Brute Forcing Keypoints: BoVW vs CNN
A comparative study benchmarking GPU-accelerated Bag-of-Visual-Words against CNNs on CIFAR-10/100. Scaling traditional BoVW to 50M keypoints via cuML matches shallow network performance.

Note: the PDF write-up is available here, and the project source is hosted at GitHub.

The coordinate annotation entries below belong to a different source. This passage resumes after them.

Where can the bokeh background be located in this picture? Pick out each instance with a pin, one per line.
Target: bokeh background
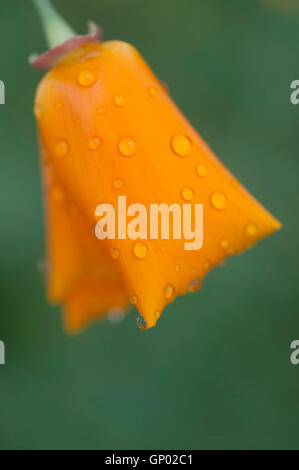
(215, 372)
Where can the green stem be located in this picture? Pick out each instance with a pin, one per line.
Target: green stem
(57, 31)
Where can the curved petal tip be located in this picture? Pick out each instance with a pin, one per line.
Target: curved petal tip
(51, 57)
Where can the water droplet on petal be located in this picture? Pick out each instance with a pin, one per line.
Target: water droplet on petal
(141, 250)
(187, 194)
(62, 148)
(251, 230)
(127, 146)
(118, 183)
(94, 143)
(181, 145)
(194, 286)
(201, 170)
(86, 78)
(120, 100)
(218, 200)
(169, 291)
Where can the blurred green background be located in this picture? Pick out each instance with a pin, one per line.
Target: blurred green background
(215, 372)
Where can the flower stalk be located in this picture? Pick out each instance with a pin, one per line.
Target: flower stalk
(56, 29)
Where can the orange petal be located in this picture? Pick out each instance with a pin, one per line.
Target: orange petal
(81, 273)
(110, 129)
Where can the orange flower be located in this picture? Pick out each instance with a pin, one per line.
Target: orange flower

Brute Forcing Keypoints: BoVW vs CNN
GPU-Accelerated Classical Computer Vision vs Deep Learning for Image Classification
Abstract
Recent advancements in deep learning enable neural architectures that can automatically extract features as a natural by-product of their execution. For image classification, this is most notably apparent in convolutional neural networks, which have seen significant attention as GPU architecture has matured. However, the focus on neural representation learning has diverted attention away from classical techniques. This work poses the question: to what extent can modern GPU hardware paired with software libraries such as cuPy and cuML improve classical CV methods? We revisit Bag-of-Visual-Words (BoVW) for image classification, using cuML to scale codebook construction to 50 million keypoints on CIFAR-10. Our best BoVW configuration matches a modernised LeNet-5 variant for classification accuracy, but falls short of a more powerful, compute-intensive, VGG16 with batch normalisation. Ultimately, our results signal that while modern hardware enables previously impractical scaling for classical methods, the fundamental limitations of BoVW (particularly vector quantisation error and the absence of spatial hierarchy) remain when compared to deeper architectures. Future work could explore more sophisticated classical approaches. Source code and reproducible artefacts are made available at https://github.com/jonathondilworth/uom-vision.
Implementation
The codebase is structured around factory patterns for extensibility:
- Feature extraction:
LocalFeatureExtractorFactorysupporting Harris, Harris-Laplace, SIFT, and Dense SIFT - Clustering:
ClusteringAlgorithmFactorywrapping cuML and sklearn implementations - Classification:
ClassifierFactoryfor SVM, RandomForest, and kNN with GPU/CPU backends - Image transforms: Composable pipeline inspired by torchvision conventions
Experiments were distributed across two machines: a local workstation (RTX 4000 ADA, 20GB VRAM) and a DigitalOcean cloud instance (H100, 80GB). The H100 was essential for scaling to 50M keypoints—the RTX 4000 exhausted memory on CIFAR-100. Approximately 2,900 BoVW configurations were evaluated through shell-scripted grid searches, while CNN hyperparameters were tuned via wandb sweeps.
Key Results
CIFAR-10
| Method | Test Accuracy |
|---|---|
| BoVW (Harris-SIFT, Hellinger-L2, k=4096) | 65.46% |
| BoVW (Harris-SIFT, RBF SVM, k=4096) | 64.83% |
| M-LeNet-5-D (200 epochs, CyclicLR) | 64.58% |
| VGG-16-BN (10 epochs, StepLR) | 83.90% |
CIFAR-100
| Method | Test Accuracy |
|---|---|
| BoVW | Failed (memory exhausted) |
| M-LeNet-5-D (200 epochs) | 28.71% |
| VGG-16-BN (10 epochs) | 59.78% |
Summary
Coursework for the University of Manchester Robotics & Computer Vision module, completed over four weeks. The project implements a complete BoVW pipeline with GPU acceleration via cuML/RAPIDS, supporting multiple keypoint detectors (Harris, Harris-Laplace, SIFT), histogram encodings (L2, TF-IDF, Hellinger), and classifiers. CNN baselines include a modernised LeNet-5 variant with dropout and VGG-16 with batch normalisation, trained using PyTorch with wandb experiment tracking.